Three-piece-box demi-god Al Copeland had yet to found Popeyes when the show first aired, but by the ’70s, when the chain became an official sponsor, it was a hand-in-glove fit (not to mention a primo branding opportunity). The show was a Saturday-morning routine for New Orleans children, who would watch for classmates to appear, chicken in hand, and earn fifteen minutes of grade-school fame.

“Even though it had a lot of segments where you had to watch little local kids do uninteresting things, such as answer questions about themselves and eat fried chicken, it was a show we all watched on Saturday mornings whether or not we were on it,” said Ann Glaviano, a New Orleans writer and dancer who appeared on the show in 1988. “The cartoons were worth watching.”

Organized bands of children, from Webelos to birthday parties, flocked to the show, where they indulged in the holy trinity of junk food: fried chicken (from Popeyes, naturally), candy (“sponsored by Beech-Nut!”), and soda (“provided by Pepsi!”). On each episode, the camera was never far from tiny teeth gnawing on drumsticks and hands digging—treasure-hunt style—into the golden ticket boxes of poultry.

There was also a ritual, call-and-response move that was the show’s trademark. After the host would count down, “One, two, three…,” the kids would shout, “Roll ‘em!” (often with mouths full of biscuits) to launch the start of the show’s cartoon segment. At the end of each episode, one child won a fluffy icing-peaked cake shaped like pretty much anything: a train, Bert and Ernie—whatever was relevant at the time. Popeye and Pals played into every child’s fantasy of a world without broccoli and glasses of milk at dinner.
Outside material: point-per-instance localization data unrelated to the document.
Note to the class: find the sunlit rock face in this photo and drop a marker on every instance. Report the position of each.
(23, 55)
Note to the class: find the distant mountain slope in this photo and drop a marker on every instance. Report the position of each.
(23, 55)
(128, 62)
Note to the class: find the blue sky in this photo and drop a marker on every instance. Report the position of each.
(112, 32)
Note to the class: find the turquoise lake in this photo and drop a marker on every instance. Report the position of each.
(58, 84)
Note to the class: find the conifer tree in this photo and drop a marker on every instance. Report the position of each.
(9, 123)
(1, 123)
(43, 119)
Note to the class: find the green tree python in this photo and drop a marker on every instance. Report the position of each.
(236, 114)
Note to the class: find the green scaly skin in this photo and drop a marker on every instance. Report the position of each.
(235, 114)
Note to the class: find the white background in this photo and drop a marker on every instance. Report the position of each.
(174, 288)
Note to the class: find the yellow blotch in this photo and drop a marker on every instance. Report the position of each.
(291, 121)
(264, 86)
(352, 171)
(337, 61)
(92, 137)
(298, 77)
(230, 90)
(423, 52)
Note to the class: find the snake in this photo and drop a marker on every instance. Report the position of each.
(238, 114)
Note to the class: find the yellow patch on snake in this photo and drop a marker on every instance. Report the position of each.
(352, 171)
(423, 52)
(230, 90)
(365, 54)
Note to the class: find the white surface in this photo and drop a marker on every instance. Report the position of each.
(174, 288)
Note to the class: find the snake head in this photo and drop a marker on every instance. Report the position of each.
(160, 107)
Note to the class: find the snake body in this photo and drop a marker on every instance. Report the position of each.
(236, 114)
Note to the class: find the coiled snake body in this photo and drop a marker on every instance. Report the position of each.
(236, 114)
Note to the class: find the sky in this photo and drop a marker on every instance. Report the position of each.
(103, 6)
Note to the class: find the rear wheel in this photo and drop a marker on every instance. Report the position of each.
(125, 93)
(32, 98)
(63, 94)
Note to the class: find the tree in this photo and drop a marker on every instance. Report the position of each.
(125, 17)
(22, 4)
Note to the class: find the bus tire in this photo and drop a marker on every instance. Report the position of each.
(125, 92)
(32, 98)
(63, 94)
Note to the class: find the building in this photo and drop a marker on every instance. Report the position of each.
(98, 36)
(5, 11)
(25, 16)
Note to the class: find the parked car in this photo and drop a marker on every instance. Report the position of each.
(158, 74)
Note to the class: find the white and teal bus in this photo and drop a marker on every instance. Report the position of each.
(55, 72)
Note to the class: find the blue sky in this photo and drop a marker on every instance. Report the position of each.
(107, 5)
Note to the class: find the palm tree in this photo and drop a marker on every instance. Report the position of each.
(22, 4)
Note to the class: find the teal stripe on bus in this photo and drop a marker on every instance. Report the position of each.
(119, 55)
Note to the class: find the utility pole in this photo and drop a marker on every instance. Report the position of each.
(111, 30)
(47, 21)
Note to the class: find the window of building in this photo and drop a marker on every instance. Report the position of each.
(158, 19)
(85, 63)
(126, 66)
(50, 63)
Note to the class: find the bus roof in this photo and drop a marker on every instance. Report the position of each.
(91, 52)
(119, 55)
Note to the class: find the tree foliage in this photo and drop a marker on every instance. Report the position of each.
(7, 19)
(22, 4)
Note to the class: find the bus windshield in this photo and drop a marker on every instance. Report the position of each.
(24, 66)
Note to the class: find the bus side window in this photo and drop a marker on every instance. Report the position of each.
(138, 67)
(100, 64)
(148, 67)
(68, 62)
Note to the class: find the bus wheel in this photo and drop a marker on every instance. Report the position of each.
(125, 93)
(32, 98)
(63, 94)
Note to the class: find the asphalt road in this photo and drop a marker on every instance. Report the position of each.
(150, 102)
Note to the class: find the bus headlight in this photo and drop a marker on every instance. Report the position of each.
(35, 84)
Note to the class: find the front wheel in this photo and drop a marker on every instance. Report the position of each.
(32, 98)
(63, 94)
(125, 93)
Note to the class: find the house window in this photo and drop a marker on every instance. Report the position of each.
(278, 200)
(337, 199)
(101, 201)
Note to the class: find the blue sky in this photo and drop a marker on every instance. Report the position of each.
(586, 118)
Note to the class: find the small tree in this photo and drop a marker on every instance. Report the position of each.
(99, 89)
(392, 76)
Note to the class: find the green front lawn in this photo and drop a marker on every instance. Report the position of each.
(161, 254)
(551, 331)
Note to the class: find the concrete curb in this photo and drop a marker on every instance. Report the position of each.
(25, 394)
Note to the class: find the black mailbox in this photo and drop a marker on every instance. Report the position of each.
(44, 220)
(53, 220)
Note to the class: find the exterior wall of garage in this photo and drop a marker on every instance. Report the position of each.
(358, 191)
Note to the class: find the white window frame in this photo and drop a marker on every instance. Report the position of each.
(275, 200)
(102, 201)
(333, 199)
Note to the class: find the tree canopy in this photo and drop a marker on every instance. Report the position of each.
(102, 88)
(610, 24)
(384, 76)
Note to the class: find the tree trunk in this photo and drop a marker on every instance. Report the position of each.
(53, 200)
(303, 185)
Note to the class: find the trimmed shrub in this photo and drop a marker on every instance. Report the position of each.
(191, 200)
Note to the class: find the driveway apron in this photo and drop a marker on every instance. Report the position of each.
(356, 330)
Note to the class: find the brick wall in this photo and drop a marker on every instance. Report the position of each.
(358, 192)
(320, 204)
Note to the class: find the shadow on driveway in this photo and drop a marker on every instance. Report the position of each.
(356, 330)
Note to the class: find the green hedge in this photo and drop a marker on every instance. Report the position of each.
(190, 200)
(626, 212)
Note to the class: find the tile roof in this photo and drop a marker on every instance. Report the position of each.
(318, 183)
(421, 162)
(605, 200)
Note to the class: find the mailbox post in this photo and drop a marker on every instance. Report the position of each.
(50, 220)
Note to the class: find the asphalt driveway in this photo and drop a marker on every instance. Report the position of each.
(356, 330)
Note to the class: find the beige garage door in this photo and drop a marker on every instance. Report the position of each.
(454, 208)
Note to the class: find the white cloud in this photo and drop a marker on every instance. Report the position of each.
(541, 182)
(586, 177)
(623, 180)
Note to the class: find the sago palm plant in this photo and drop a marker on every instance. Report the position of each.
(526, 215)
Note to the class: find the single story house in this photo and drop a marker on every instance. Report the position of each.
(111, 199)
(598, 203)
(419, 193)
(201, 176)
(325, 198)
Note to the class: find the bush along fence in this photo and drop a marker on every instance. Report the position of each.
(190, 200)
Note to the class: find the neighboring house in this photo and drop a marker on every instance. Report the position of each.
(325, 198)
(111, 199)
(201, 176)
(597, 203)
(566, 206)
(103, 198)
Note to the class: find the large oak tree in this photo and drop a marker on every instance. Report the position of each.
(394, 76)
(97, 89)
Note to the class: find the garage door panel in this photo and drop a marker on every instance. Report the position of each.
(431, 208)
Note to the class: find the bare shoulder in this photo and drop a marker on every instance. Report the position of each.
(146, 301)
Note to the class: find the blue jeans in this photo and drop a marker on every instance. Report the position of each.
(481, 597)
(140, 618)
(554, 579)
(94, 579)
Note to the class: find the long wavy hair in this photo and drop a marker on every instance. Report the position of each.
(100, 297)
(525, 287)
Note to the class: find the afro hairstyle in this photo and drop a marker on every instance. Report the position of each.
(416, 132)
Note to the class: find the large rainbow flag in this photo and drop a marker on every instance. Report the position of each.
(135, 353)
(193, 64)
It was a dreamy Big Rock Candy Mountain of sorts, New Orleans-style.

The original set placed children on a barren soundstage with stadium-style seating surrounded by a fence feebly decorated to look like the bow of a ship. “Uncle” Henry Dupre, a local radio personality with a pencil-thin mustache and an always-sideways nautical cap, was the first and most beloved host. After Uncle Henry stepped down in 1964, hosts rotated fairly regularly, from a Tom Selleck doppelganger in knee-high athletic white socks to a Mother Goose-like woman in peacock-blue eye shadow.

By the late 1970s, the set had morphed from a boat into a Popeyes storefront, complete with whirling logo and a copycat version of the river-rock facade that is a hallmark of the chain’s architecture. Popeye continued to be the show’s thematic ghost in the machine, and a curious part of Popeyes overall marketing strategy for decades.

In the 1980s Popeye and Pals took a page from bigger variety shows (minus a huge degree of variety). During this decade, the host used a long, Bob Barker-style microphone to ask a sea of children with Mary Lou Retton haircuts and Peter Pan-collared party dresses their names. Toward the end of the ‘80s, the show even started to tackle real-world issues, with visits from police officers to discuss “good touch” versus “bad touch” and SPCA volunteers to talk about spaying and neutering while holding a squirmy kitten.

Through the changes, ads remained an integral part of Popeye and Pals and, in retrospect, a thing of oddball beauty. During any given episode, a commercial for Powdered Donutz cereal (featuring a quartet of animated, singing O’s) might back straight up into an ICEE giveaway, followed by an animatronic gorilla beckoning kids to visit Showbiz Pizza Place. Popeyes, of course, always kicked off any promotional loop.

Today, the former child guests on Popeye and Pals—now all grown up—almost unanimously say they remember very little about being on the show.

“I don’t remember much about it. There was some kind art contest where kids sent in pictures of dinosaurs and they picked some to be on the show. They picked my sister’s [picture] because it was actually good, and they picked mine because I was her brother—and I guess partly because it was the only entry made on a computer,” said Gerard Green, another 1980s guest. “Also, I was given ice cream backstage.”